Co najmniej dwie osoby zginęły, a 17 zostało rannych w strzelaninach, do których doszło w weekend w Karolinie Północnej i Południowej.
Niedzielna strzelanina rozegrała się na terenie kampusu Elizabeth City State University, historycznie afroamerykańskiej uczelni stanowej, po zakończeniu Yard Fest - finałowego wydarzenia tygodniowych obchodów Viking Fest. Jest to coroczna celebracja kultury, historii i rozrywki o nordyckich korzeniach.
Na miejscu zdarzenia stwierdzono zgon 24-letniego mężczyzny, który nie był studentem uczelni. Jego tożsamość pozostaje nieujawniona. Cztery osoby, w tym trzech studentów, odniosły rany postrzałowe, a dwóch innych studentów ucierpiało w wyniku zamieszania. Wszyscy ranni zostali przewiezieni do szpitala.
"Uniwersytet jest głęboko zasmucony tym bezsensownym aktem" - oświadczyły władze uczelni cytowane przez NBC News. W odpowiedzi na tragedię uniwersytet, który liczy około 2300 studentów, zwiększył liczbę patroli na swoim terenie.
W popularnej turystycznej miejscowości Myrtle Beach późnym sobotnim wieczorem doszło do strzelaniny, w wyniku której jedna osoba zginęła, a 11 zostało rannych. Do wymiany ognia doszło w samym sercu słynnej dzielnicy rozrywkowej Myrtle Beach.
Lokalny departament policji poinformował, że strzelanina była następstwem sprzeczki, która wybuchła tuż przed północą. W obliczu bezpośredniego zagrożenia funkcjonariusz policji postrzelił 18-letniego podejrzanego, który zmarł. 11 innych osób odniosło obrażenia i otrzymało pomoc medyczną.
Burmistrz Myrtle Beach, Brenda Bethune, pochwaliła szybką reakcję policjanta, podkreślając, że zapobiegł on dalszej tragedii.
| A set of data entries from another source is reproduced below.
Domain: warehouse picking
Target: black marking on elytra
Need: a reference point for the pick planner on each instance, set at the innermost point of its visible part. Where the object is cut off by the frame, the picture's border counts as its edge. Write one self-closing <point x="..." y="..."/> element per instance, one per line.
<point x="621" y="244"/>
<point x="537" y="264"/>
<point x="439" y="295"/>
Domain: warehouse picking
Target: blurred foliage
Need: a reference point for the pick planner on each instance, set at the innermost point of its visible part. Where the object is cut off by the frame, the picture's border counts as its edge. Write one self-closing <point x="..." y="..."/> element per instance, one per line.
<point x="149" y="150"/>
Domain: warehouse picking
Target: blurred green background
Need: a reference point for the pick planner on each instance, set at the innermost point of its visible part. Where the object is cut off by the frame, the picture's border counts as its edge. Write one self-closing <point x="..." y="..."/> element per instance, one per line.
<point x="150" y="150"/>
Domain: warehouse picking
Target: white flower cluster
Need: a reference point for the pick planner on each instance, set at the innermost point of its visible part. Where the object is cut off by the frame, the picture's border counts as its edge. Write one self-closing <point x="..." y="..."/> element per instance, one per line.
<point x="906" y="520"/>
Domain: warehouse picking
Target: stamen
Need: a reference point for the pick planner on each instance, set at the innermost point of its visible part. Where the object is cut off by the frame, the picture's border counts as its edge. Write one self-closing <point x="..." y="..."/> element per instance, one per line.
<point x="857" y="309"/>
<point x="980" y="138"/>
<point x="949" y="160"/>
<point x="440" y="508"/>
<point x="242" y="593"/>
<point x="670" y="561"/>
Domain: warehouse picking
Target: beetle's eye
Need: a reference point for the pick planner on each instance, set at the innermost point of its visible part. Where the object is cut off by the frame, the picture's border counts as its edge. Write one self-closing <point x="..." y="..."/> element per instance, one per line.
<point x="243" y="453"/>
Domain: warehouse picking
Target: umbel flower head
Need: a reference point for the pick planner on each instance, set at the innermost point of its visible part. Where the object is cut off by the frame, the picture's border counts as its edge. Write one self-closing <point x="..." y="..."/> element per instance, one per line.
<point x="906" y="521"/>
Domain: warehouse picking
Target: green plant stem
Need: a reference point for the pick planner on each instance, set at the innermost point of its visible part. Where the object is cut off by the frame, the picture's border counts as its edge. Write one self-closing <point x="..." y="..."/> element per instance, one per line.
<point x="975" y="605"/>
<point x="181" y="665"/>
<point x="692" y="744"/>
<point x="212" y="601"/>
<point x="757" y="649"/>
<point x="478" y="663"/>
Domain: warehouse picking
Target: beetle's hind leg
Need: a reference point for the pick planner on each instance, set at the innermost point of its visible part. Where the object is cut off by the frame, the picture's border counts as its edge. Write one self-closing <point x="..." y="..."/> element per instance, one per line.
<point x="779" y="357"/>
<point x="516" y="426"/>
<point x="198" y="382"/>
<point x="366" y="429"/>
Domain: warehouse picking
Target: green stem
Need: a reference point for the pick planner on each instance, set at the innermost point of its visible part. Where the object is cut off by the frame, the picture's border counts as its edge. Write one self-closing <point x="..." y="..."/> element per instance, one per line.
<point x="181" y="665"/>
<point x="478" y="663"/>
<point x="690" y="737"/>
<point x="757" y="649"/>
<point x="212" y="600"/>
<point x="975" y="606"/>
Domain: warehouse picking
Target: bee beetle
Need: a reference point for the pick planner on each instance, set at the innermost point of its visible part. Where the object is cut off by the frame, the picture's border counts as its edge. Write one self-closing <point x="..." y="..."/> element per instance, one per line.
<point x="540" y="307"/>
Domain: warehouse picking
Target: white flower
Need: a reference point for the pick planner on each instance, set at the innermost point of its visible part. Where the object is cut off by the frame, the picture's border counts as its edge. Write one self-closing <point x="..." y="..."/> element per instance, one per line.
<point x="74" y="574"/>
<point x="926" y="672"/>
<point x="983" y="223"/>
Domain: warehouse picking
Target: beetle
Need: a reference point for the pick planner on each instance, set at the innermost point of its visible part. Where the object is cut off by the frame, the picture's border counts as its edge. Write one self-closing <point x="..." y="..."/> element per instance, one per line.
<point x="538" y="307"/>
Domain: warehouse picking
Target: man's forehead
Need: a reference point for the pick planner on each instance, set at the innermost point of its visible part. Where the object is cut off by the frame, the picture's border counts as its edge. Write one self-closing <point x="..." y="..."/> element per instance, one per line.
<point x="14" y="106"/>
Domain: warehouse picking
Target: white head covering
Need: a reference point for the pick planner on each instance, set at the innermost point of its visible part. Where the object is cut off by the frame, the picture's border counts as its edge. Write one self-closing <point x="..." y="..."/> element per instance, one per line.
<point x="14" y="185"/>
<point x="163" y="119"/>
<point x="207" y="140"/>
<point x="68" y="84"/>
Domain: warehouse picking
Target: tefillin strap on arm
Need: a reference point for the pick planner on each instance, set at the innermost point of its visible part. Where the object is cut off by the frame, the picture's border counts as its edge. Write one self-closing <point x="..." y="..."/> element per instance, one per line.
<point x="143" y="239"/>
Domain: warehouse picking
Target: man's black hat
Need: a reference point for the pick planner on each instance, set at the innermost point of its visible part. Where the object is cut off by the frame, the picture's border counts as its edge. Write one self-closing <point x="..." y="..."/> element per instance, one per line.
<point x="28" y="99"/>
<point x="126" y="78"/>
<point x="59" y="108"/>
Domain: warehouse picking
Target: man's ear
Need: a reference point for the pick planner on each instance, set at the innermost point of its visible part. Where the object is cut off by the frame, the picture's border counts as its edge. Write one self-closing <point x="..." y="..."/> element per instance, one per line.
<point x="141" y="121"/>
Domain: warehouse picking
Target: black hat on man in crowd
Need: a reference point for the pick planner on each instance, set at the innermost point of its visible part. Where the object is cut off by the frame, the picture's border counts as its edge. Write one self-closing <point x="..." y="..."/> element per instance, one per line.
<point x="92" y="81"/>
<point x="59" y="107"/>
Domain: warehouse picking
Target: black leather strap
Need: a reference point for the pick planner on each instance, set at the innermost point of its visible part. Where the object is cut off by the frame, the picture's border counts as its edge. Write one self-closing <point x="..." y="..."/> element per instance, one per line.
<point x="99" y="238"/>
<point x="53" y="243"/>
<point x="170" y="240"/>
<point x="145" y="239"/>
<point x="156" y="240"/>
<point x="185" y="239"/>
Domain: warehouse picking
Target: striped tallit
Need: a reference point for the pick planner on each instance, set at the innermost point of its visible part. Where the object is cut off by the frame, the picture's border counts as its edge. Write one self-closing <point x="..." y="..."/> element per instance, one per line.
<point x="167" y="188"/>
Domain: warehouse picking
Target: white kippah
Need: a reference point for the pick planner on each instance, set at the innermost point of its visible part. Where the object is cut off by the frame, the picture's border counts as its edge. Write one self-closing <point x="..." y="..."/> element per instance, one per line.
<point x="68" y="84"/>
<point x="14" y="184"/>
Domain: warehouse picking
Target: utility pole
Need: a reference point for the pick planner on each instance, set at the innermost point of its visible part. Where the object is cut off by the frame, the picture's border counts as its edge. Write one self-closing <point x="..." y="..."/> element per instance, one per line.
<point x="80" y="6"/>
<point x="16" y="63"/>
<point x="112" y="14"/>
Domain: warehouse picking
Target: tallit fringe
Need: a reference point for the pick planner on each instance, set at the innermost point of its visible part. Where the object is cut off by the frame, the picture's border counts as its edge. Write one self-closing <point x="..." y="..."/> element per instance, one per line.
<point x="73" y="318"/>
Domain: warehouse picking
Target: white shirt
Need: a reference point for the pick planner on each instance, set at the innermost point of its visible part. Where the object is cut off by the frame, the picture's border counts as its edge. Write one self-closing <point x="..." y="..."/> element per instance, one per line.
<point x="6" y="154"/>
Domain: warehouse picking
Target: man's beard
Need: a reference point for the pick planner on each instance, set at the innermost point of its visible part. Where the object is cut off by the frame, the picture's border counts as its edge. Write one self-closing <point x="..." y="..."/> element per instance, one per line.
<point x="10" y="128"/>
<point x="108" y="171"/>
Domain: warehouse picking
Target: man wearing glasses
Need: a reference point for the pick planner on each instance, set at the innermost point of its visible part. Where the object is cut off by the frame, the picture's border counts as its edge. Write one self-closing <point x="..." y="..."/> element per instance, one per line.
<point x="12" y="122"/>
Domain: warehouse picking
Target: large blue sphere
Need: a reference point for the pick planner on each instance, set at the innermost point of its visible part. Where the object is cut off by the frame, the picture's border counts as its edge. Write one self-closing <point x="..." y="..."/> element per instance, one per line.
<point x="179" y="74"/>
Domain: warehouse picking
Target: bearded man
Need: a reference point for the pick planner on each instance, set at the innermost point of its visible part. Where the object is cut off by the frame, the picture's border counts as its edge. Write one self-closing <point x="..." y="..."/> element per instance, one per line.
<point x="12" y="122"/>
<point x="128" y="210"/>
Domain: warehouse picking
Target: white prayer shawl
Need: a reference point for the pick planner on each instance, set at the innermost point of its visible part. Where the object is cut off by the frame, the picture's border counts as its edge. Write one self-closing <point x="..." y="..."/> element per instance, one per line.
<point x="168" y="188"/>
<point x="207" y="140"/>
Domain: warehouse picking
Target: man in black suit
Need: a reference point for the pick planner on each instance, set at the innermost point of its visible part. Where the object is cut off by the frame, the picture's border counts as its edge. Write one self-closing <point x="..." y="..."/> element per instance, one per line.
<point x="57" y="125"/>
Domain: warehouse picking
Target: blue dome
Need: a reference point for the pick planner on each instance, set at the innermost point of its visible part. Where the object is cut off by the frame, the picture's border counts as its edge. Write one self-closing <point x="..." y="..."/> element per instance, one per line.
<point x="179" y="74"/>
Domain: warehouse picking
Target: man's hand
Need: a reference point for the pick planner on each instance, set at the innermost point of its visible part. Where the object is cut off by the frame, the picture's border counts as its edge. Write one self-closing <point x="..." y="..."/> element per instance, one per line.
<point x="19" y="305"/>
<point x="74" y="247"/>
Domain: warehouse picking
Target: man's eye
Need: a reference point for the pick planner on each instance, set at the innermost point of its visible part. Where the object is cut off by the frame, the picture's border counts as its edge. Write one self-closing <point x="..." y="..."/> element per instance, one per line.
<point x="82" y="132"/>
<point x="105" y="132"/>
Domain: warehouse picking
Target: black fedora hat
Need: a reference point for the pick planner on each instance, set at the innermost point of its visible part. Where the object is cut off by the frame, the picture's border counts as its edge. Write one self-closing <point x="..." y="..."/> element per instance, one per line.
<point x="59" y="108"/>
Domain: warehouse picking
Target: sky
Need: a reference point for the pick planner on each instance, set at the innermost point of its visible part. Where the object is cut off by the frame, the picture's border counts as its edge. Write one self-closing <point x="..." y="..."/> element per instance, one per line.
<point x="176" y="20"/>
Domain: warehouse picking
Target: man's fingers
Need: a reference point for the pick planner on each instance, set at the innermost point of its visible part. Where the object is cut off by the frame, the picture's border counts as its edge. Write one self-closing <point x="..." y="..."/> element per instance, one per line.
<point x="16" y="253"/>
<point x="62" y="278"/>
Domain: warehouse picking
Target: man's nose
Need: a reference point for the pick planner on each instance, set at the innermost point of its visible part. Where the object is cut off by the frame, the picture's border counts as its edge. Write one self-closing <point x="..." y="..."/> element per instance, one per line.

Nasz funkcjonariusz zauważył, co się dzieje i widząc eskalację sprzeczki zareagował niezwykle szybko. W mojej opinii uratował tym samym życie innym - powiedziała Bethune, cytowana przez Fox News.
Według danych z Gun Violence Archive, w 2025 r. do kwietnia w Stanach Zjednoczonych odnotowano 91 masowych strzelanin, w których zginęło 119 osób, a 337 zostało rannych.
Organizacja definiuje masową strzelaninę jako incydent, w którym co najmniej cztery osoby, z wyłączeniem sprawcy, zostają ranne lub zabite.